Patrick had his fingers at the button and fly of his jeans but hesitated. “That’s exactly what this is.”

“This?” Benji gestured between the two of them. “
This
? I’m stuck here for….” He fell silent and then shrugged. “All eternity or whatever, and you think this is a momentary thing?”

“Work with me, cupcake.”

“Benji. My name is Benji.” He glared at Patrick. “And I’m not going to be just another notch in your MILAN bed.”

Patrick retreated to the kitchen counter and leaned back against the fake sink. Curling his fingers under the lip of the counter, Patrick clawed his fingernails into the particleboard. He couldn’t win anymore. And he had never been the most gracious of losers.

Benji appeared in front of him, his energy radiating off his smaller form into Patrick’s tense frame.
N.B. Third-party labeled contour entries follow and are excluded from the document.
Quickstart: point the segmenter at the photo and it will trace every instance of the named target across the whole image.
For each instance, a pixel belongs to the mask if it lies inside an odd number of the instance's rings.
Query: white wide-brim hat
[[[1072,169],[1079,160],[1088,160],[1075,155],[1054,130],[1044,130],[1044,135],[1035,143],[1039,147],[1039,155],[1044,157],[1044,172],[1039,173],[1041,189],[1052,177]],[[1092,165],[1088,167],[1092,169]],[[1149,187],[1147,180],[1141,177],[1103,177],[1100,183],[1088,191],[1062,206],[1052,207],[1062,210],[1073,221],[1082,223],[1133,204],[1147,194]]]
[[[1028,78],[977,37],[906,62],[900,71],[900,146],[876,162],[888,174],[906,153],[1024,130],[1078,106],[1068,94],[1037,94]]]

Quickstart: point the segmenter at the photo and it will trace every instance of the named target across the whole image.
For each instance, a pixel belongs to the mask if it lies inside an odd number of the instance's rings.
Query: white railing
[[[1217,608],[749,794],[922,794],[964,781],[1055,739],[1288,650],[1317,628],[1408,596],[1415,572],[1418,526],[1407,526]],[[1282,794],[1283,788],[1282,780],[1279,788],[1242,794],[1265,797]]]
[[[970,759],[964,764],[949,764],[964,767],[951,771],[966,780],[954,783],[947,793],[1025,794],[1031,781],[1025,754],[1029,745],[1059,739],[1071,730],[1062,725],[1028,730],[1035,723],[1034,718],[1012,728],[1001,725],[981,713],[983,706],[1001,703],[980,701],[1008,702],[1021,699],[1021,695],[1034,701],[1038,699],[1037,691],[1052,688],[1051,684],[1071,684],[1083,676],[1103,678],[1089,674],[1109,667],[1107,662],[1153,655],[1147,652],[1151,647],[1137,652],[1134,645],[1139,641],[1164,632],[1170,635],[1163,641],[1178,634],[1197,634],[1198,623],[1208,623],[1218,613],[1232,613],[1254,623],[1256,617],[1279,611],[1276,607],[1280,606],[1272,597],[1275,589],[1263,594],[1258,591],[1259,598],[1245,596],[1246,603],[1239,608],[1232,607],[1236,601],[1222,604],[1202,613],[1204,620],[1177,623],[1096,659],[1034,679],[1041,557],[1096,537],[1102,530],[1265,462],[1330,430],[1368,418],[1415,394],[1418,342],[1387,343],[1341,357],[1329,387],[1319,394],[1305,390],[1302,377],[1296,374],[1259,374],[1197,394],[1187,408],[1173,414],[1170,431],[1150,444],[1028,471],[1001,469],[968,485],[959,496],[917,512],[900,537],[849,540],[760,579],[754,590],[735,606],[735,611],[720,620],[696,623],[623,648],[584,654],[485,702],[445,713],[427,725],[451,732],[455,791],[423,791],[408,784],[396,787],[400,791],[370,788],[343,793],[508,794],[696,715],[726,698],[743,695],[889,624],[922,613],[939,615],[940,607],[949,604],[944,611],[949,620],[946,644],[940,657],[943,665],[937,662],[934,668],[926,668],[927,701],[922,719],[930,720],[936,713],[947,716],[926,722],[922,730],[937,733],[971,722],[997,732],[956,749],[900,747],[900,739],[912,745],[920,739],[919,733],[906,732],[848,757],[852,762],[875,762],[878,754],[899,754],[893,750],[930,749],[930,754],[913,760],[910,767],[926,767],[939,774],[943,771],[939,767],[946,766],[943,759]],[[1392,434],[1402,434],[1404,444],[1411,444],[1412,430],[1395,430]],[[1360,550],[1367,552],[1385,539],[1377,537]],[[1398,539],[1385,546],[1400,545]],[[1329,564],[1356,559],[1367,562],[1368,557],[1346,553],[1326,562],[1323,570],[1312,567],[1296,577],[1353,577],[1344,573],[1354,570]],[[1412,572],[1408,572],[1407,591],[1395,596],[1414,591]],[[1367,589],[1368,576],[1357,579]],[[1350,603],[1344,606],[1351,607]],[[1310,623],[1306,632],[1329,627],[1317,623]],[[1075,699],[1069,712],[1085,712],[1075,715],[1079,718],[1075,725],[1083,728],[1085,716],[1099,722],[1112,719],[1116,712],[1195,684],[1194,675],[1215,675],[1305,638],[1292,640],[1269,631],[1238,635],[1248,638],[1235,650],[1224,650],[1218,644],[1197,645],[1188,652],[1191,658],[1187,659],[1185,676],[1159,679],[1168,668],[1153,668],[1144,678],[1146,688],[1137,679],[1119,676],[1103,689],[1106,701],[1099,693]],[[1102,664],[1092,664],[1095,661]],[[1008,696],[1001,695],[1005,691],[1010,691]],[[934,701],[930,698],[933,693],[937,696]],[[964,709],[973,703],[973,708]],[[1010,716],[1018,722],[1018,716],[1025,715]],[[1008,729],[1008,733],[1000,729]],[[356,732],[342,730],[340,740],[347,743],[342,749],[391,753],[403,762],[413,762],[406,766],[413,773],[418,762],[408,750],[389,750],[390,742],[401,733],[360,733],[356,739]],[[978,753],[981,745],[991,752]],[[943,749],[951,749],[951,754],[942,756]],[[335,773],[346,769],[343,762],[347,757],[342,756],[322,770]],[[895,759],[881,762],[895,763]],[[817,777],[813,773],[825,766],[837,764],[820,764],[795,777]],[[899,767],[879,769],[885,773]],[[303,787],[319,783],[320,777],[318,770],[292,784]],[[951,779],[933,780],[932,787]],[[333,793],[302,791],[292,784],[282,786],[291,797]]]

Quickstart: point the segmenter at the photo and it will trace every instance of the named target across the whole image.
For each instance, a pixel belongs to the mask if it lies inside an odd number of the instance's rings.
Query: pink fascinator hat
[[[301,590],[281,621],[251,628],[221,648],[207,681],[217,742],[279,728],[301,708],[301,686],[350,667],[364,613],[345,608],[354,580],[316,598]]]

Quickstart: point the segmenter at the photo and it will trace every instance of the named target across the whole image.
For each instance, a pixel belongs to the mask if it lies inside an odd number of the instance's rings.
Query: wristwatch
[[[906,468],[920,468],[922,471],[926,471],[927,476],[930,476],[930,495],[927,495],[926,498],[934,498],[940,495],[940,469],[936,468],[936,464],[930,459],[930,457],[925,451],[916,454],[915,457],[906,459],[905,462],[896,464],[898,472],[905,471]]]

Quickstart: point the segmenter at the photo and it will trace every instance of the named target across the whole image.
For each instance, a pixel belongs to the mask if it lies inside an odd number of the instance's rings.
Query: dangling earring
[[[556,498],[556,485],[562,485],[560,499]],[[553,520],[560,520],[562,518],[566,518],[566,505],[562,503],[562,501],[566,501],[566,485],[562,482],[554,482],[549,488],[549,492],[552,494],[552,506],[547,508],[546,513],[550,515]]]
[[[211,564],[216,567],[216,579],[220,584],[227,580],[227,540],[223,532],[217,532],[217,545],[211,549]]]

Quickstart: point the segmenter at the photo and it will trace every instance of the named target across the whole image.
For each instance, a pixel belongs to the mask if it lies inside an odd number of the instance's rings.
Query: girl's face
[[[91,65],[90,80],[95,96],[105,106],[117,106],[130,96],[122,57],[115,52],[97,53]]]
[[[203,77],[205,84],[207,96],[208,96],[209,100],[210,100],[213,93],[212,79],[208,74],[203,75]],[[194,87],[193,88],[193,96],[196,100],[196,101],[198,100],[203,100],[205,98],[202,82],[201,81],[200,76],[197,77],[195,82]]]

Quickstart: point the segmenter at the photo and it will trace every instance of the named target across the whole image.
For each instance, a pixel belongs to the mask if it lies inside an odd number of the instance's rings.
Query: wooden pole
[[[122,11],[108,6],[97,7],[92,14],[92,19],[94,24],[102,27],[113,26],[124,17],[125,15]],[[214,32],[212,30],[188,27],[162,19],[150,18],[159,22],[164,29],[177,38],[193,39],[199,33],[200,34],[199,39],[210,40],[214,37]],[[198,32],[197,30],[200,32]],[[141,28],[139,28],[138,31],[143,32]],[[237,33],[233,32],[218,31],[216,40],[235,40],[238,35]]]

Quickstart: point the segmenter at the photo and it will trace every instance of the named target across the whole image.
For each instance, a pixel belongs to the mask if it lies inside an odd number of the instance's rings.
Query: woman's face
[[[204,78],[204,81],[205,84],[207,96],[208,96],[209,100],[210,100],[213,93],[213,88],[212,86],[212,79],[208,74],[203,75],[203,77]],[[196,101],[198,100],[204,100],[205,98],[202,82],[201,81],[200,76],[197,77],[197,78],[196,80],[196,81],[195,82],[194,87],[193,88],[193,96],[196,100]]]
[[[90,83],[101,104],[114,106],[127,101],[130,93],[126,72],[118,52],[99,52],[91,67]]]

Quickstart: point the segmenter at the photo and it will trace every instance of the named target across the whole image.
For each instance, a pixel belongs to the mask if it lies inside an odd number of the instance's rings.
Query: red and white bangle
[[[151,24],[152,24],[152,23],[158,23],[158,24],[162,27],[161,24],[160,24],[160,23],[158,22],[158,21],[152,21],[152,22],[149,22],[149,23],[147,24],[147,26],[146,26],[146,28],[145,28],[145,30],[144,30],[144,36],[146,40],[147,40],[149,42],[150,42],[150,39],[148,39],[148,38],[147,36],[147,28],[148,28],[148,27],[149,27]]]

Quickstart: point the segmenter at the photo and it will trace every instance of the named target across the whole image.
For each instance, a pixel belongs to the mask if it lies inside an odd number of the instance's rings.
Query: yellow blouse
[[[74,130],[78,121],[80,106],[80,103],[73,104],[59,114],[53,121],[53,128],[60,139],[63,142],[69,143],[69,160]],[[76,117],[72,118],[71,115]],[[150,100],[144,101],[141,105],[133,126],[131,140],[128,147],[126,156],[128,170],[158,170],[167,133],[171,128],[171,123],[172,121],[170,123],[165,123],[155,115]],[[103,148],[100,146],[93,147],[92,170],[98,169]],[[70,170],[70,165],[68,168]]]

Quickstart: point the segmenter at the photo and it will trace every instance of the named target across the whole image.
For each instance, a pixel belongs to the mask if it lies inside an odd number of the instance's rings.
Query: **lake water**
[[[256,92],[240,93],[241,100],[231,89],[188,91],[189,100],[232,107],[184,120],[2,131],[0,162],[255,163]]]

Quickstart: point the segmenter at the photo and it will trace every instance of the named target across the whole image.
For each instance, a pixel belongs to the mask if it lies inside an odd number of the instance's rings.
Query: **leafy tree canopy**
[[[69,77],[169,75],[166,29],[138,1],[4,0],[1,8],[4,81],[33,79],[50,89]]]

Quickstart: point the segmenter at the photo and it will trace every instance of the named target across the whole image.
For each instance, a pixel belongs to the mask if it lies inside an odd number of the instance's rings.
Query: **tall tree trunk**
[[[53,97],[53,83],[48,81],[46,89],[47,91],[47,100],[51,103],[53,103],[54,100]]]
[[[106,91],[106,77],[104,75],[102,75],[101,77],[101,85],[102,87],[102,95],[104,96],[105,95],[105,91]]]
Patrick couldn’t look at him. But it was no use when he felt Benji’s warm fingers across his cheek. He swallowed, and Benji leaned closer. Benji had him powerless. All of his aggression, his taunts, his jabs, anything to push Benji away, were for nothing.

Benji pressed against him, his head to Patrick’s chest.

They stood in silence. Patrick maintained his grip on the counter.

Benji pulled away and every part of Patrick screamed for him to come back. But when he did return, Benji tilted his chin up and placed the softest of kisses on Patrick’s mouth.